Noise from wind farms must conform with strict standards and guidelines.

State Policy   Requirement
Qld Environmental Protection Policy  
  • below 30dB(A) indoors at night
  • 35 dB(A) during daytime and evening
    Qld DERM Guidelines for Low Frequency and Infrasound  
  • below 85dB(G).
    SA EPA Wind Farm Noise:  
  • Rural Zone: below 40dB(A) or background noise + 5dB(A) outdoors
  • Residential Zone: below 35dB(A) or background noise + 5dB(A) outdoors
    Victorian EPA Guidelines and South Australian EPA Guidelines  
  • Comply with the noise limits recommended for dwellings and other noise sensitive locations in the New Zealand NZS 6808.2010 – Acoustics – Wind Farm Noise.  The Standard specifies a general 40 decibel limit for wind farm sound levels, or the sound should not exceed the background sound level by more than five decibels, whichever is greater.  

    A draft new Queensland Wind Farm Guideline was released for public comment in May 2014.

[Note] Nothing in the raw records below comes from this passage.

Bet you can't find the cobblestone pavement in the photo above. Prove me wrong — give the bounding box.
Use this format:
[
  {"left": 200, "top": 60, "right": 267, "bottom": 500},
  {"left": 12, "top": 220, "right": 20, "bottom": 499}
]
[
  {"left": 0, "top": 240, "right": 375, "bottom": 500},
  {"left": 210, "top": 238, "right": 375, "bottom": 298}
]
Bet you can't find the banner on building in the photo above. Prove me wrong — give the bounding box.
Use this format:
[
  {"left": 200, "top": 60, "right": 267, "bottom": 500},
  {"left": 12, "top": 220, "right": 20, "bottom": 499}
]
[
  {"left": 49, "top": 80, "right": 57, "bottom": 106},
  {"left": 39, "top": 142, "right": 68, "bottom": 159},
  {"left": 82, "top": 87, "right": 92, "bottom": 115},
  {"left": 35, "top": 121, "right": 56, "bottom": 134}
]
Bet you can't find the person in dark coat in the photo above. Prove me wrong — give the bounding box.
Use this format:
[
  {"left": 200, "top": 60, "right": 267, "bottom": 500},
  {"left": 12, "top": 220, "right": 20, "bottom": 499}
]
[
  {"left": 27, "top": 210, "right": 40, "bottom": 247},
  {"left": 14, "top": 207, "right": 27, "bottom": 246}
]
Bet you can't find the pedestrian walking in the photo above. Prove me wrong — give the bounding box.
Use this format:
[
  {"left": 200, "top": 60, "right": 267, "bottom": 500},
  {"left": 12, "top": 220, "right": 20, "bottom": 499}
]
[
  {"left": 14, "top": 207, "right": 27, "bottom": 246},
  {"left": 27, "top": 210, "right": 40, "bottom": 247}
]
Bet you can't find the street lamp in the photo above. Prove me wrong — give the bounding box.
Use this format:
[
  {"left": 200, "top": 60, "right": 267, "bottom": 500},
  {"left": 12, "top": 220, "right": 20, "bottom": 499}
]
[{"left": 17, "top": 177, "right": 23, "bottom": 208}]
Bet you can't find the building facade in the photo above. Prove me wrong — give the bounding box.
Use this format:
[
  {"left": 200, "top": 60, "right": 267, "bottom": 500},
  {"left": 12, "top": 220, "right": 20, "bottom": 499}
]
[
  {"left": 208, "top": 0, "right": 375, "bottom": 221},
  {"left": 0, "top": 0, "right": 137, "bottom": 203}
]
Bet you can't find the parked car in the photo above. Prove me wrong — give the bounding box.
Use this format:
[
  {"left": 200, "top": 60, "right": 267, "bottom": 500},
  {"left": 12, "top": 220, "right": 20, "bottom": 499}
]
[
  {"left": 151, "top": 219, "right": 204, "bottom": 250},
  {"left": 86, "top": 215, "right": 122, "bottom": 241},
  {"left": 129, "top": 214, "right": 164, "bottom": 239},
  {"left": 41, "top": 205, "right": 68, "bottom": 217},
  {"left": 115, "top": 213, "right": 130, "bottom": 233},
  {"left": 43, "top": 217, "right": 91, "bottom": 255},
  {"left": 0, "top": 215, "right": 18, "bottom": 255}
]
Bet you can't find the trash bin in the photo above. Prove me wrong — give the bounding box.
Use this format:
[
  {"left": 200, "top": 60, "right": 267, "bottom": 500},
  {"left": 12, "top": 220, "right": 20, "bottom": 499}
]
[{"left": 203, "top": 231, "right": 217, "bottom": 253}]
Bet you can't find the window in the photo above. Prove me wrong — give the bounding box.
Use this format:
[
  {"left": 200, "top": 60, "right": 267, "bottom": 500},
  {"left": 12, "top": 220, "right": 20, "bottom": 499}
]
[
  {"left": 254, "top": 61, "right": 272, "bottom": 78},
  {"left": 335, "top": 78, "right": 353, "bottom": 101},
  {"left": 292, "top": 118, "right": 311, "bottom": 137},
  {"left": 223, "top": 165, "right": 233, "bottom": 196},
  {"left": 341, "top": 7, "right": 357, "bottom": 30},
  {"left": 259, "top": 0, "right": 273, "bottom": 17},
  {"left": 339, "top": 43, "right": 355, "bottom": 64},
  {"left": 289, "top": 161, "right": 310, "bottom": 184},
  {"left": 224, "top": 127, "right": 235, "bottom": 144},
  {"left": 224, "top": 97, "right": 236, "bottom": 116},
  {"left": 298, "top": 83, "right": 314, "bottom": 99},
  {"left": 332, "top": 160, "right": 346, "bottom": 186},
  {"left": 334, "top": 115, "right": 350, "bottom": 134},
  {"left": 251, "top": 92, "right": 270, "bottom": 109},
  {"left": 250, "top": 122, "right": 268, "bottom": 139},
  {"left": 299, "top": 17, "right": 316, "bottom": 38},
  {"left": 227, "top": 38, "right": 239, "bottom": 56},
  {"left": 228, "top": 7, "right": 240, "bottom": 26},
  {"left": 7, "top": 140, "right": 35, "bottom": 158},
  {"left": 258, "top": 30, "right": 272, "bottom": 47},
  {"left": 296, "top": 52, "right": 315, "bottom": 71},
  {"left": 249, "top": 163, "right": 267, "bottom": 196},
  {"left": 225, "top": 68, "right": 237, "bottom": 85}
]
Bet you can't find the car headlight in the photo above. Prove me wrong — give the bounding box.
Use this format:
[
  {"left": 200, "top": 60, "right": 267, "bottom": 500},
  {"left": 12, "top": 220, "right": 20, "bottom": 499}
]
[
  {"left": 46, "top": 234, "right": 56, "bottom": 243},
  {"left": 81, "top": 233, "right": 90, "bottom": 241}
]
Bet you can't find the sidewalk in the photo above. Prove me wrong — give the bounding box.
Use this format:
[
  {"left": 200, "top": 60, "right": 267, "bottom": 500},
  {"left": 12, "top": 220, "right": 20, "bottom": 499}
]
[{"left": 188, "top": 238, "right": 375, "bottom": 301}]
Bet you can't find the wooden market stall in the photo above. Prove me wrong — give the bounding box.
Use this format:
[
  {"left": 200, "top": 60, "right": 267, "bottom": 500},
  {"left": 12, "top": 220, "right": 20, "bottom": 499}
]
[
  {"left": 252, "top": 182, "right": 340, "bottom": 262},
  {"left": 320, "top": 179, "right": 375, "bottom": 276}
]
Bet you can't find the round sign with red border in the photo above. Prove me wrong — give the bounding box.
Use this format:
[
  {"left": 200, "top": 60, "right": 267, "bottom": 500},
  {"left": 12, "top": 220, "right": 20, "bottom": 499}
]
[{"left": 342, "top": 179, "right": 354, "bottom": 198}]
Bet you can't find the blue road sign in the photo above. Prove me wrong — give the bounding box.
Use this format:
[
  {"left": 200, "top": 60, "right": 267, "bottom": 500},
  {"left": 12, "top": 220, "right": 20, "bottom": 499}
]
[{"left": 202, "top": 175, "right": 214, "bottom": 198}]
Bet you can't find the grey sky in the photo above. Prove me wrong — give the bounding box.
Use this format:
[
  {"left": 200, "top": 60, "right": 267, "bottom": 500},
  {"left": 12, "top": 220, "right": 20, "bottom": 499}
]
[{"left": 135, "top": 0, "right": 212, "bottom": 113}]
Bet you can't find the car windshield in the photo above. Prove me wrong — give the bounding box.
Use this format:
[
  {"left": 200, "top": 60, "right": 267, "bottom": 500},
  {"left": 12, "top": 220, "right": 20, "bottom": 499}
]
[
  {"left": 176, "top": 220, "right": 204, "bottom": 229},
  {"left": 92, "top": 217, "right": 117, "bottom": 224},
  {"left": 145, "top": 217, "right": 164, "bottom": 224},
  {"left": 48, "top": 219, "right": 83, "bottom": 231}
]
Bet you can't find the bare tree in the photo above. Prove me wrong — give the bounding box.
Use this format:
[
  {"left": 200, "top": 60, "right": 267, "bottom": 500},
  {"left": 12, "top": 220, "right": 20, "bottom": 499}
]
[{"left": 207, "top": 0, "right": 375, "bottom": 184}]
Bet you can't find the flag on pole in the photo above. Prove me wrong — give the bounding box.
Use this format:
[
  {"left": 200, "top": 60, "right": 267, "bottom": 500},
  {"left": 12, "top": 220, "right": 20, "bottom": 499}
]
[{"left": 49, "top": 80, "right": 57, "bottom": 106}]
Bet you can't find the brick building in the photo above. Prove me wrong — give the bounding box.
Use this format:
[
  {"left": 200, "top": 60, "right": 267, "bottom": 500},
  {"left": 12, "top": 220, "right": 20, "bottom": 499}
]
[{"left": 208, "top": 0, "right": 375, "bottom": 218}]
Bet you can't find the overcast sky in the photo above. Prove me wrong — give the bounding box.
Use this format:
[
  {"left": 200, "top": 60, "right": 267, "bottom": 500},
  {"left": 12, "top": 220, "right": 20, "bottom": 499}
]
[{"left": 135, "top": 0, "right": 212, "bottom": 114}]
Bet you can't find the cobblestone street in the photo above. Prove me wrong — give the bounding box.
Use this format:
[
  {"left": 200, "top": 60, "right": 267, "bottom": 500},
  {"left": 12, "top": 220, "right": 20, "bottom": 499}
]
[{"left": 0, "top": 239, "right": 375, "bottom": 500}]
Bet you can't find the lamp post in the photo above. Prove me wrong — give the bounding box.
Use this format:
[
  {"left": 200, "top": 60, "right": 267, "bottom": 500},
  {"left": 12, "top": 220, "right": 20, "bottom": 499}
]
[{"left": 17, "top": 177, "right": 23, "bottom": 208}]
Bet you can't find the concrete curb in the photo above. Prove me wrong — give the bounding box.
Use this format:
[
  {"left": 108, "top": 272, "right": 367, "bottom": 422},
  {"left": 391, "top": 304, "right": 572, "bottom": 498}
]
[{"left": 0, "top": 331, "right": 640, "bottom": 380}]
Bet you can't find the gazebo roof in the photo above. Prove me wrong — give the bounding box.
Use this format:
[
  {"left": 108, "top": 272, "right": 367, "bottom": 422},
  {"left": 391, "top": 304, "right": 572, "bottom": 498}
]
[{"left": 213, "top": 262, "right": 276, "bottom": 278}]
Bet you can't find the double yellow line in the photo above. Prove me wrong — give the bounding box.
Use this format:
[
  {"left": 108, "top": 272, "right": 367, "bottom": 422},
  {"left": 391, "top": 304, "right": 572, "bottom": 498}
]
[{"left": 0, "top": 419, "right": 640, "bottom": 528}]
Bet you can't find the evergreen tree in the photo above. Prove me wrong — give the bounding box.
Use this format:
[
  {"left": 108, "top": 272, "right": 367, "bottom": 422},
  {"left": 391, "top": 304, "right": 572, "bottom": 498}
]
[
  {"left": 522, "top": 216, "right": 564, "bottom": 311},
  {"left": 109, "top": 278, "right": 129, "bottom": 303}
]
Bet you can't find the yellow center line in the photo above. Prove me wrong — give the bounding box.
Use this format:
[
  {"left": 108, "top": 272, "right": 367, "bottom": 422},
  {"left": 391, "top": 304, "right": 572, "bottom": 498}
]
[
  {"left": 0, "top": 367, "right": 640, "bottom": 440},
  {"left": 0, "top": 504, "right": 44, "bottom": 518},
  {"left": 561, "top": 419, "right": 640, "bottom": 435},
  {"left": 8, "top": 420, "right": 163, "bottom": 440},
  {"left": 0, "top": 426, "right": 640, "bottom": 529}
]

    Wind farm sound varies because the level, character, and frequency of the sound depend on a number of factors. These factors vary within and between farms. They include:

    • Distance from the nearest turbine or cluster of turbines
    • Number of turbines on the wind farm (or in the nearest cluster, if the farm is very large)
    • Model, size and arrangement of the turbines (different turbines produce different sound levels)
    • Topography of the surrounding land
    • Wind speed and direction.

    Computer models of wind farms prior to construction take account of all these factors and predict noise levels likely to result from the turbines at different locations.  This influences the type of turbines used, the placement of the turbines, and their operating conditions. Sound measurements taken after construction can then be compared to predicted measurements.

    Planning permit conditions should require post installation noise compliance to be monitored and demonstrated to the satisfaction of the responsible authority.

    The Clean Energy Council Wind Farm Technical Paper Environmental Noise S3387C6 9 Nov 2010 states:
    "The information in this Technical Paper results in the following key conclusions:

    • The standards and guidelines used for the assessment of environmental noise from wind farms in Australia and New Zealand are amongst the most stringent and contemporary in the World;
    • There are inherent discrepancies associated with a number of different approaches from jurisdiction to jurisdiction;
    • The rate of complaints relating to environmental noise emissions from residents living in the vicinity of operating wind farms is very low;
    • Complaints relating to environmental noise emissions from residents living in the vicinity of operating wind farms generally relate to concerns regarding low frequency noise and health related impacts; and
    There is detailed and extensive research and evidence that indicates that the noise from wind farms developed and operated in accordance with the current Standards and Guidelines will not have any direct adverse health effects."